Joan Biskupic’s excellent new book, Breaking In, brings us deep insights into the most important constitutional law decisions of our era. But one bit that seems to have escaped the media was coverage over Justice Sotomayor’s concurring opinion in all-important-jurisdiction case Daimler AG v. Bauman. Forget affirmative action or the Fourth Amendment. We’re talking about RBG and Sotomayor dueling on personal jurisdiction!

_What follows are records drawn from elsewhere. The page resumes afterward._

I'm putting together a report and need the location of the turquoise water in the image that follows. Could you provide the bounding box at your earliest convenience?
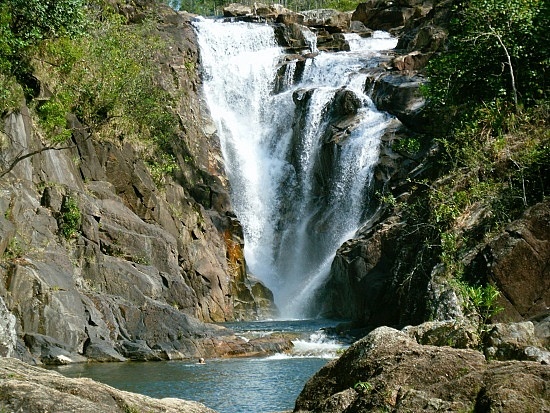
[54,357,328,412]
[52,320,348,413]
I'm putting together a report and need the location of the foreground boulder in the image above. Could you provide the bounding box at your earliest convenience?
[294,326,550,412]
[0,357,217,413]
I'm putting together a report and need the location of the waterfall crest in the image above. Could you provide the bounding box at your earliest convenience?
[193,19,397,318]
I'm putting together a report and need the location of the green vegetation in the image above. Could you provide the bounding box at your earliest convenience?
[2,238,25,261]
[423,0,549,230]
[392,136,421,157]
[0,0,181,185]
[378,0,549,324]
[0,0,85,110]
[458,282,503,325]
[58,195,81,239]
[354,381,373,392]
[426,0,548,112]
[424,0,549,211]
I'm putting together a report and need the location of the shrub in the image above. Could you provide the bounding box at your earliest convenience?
[34,12,179,178]
[58,195,81,239]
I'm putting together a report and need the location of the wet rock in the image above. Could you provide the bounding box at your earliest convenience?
[23,334,87,365]
[318,216,404,326]
[83,341,127,362]
[0,357,217,413]
[274,22,314,52]
[366,72,427,131]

Biskupic explains some of the background of the decision:
For weeks, Sotomayor had seen drafts of Ginsburg’s opinion as it circulated among the justices. She knew she was about to be a public target. But she would have the courage of her convictions— perhaps stubbornly, misguidedly— yet with confidence enough to be the one in an 8– 1 vote. A week before the Daimler opinion was handed down, in January 2014, Sotomayor told an audience of more than a thousand that to bolster her courage, she often thought about the worst thing that could happen when she undertook a challenging endeavor. She would conclude: “You know something … so what?”
In a footnote that takes up almost entire page in Daimler v. Bauman, Jusice Ginsburg singles out Justice Sotomayor for “selectively referring to the trial court record” in Perkins v. Benguet Consol. Mining Co. (1952). Justice Sotomayor had the opportunity to pull back her dissent, in the face of withering criticism from 8 Justices, but she said, “so what.”
“So what.” That was more-or-less my reaction to reading Sotomayor’s dissent.